◎「ビデオゲームでやった通りに」 ロシア戦車破ったM2歩兵戦闘車の砲手、内幕語る

 

 

 ウクライナ北東部アウジーイウカ郊外の集落ステポベで先日あった小競り合いで、ウクライナ軍のM2ブラッドレー歩兵戦闘車は2両でタッグを組んでロシア軍のT-90戦車に挑み、武装も装甲も勝るこの戦車を無力化する殊勲を立てた。とはいえ、乗員たちは一歩間違えれば手ひどい結果になりかねなかった。
 米国から昨年200両近く供与され、ウクライナ軍の第47独立機械化旅団に配備されたM2の1両は、ロシア軍最高の戦車であるT-90に対して至近距離から25mm機関砲で数発射撃したあと、その場を離れて走り去る。バトンタッチされた2両目のM2が猛然と駆け出し、T-90に数十mの距離まで近づいて攻撃し始める。
 2両目のM2は25mm機関砲で徹甲弾(装甲の貫通を目的とした砲弾)を連射する。惨事になりかけたのはその時だった。
 砲手のセルヒーは地元メディアTCHのインタビューに答え「全力射撃しました。最初は対装甲(弾)で。でも、途中で問題が起きたんです」と語っている。
「問題」の詳細は不明だが、徹甲弾が底をついたのかもしれない。いずれにせよ、使う弾を、徹甲弾よりも貫通力の劣る榴弾に切り替えざるを得なくなった。
 セルヒーはT-90に徹甲弾を命中させていたが、追加装備の爆発反応装甲すら貫通していなかった。当然、数百mmの厚みがあるベースの複合装甲も貫通していなかった。
 これらの装甲や125mm滑腔砲を備えるT-90と比べると、M2は装甲もはるかに薄ければ砲も小さい。重量はT-90の50tに対してM2は30tだ。すべての条件が同じなら、M2はT-90にはまず太刀打ちできない。 

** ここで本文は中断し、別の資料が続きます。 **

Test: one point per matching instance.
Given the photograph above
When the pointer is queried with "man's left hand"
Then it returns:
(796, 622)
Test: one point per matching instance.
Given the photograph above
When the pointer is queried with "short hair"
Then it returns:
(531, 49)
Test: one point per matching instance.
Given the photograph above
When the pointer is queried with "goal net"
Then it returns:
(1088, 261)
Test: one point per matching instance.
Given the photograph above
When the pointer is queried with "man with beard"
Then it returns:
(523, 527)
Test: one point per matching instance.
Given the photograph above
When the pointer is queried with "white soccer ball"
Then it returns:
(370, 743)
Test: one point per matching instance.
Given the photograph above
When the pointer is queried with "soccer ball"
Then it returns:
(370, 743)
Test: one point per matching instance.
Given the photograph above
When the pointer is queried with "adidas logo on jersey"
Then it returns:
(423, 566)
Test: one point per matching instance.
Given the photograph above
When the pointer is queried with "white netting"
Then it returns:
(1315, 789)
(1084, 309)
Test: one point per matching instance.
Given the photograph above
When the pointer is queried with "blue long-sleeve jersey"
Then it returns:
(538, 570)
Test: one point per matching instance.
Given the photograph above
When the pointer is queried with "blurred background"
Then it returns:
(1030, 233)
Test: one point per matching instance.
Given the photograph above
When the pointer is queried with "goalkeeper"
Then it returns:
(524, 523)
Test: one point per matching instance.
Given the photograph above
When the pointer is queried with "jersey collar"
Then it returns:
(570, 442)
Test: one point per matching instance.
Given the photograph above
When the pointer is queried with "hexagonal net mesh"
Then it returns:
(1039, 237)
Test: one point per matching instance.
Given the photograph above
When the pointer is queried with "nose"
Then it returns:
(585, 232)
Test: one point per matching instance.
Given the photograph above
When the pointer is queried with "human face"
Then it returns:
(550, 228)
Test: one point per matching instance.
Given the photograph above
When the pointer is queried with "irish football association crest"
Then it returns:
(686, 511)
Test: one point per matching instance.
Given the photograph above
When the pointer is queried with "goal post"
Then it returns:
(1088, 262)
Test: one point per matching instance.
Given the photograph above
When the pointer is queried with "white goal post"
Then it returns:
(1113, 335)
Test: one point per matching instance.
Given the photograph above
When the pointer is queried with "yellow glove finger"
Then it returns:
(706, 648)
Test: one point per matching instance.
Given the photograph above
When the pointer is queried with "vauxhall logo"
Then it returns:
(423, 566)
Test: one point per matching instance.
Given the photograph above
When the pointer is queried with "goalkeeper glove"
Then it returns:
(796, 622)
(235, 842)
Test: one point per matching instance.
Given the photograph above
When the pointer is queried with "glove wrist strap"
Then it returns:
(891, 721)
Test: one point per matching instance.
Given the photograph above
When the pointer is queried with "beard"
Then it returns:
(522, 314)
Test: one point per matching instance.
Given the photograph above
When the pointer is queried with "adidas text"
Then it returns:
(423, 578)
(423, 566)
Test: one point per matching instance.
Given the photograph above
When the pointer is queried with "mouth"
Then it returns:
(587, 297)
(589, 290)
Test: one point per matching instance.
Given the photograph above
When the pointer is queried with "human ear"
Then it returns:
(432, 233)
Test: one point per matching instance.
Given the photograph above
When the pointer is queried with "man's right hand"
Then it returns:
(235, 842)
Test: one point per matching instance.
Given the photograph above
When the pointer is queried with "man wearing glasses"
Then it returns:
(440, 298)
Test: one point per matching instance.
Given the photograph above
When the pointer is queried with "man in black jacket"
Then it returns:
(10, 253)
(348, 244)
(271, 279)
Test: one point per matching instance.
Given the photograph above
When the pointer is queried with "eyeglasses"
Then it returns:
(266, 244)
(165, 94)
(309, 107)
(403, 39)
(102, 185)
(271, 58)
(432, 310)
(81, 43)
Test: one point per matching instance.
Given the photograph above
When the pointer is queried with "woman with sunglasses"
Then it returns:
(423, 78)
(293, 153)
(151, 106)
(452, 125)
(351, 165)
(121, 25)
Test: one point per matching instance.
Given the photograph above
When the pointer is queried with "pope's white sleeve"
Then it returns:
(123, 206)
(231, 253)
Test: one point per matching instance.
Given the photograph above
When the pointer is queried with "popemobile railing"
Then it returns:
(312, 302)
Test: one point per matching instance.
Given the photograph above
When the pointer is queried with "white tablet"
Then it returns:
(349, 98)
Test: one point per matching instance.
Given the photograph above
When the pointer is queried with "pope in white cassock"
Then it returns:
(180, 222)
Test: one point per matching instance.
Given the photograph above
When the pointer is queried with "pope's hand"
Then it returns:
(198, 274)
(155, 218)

 だが、ステポベでのこの戦闘では、すべての条件が同じというわけではなかった。セルヒーは数週間前にドイツでの訓練を終えたばかりだったがとっさの機転を利かせた。
「ビデオゲームをしていたので、(どうやったらいいか)全部思い出したんです」(セルヒー)
 T-90の分厚い装甲を撃ち抜けなかったセルヒーは、この戦車の脆弱な部分である光学機器に狙いを定めた。
「ヤツ(T-90)の目潰しにかかったんです。逃げられなくようにするために」
 今回の劇的な戦闘を撮影したドローン(無人機)の映像は、その様子と結果も捉えている。セルヒーはT-90に1lb(0.45kg)弾をたたき込み続け、爆発反応装甲の一部を起爆させ、光学機器も破壊している。
 制御不能に陥ったT-90は、砲塔を回転させながら木に衝突して止まる。乗員3人は脱出したものの、うち操縦士はウクライナ側の捕虜になったとされる。T-90にはFPV(1人称視点)ドローンでとどめが刺され、残骸は何日間も戦場に置き去りにされた。
 M2のようなバランスの取れた歩兵戦闘車であっても、接近戦で戦車を仕留めるのは非常に難しい。しかし、セルヒーは臨機応変の戦い方でそれをやってのけた。どんな激戦でも装備と同じくらい技能が重要になるということを、あらためて示す一戦だった。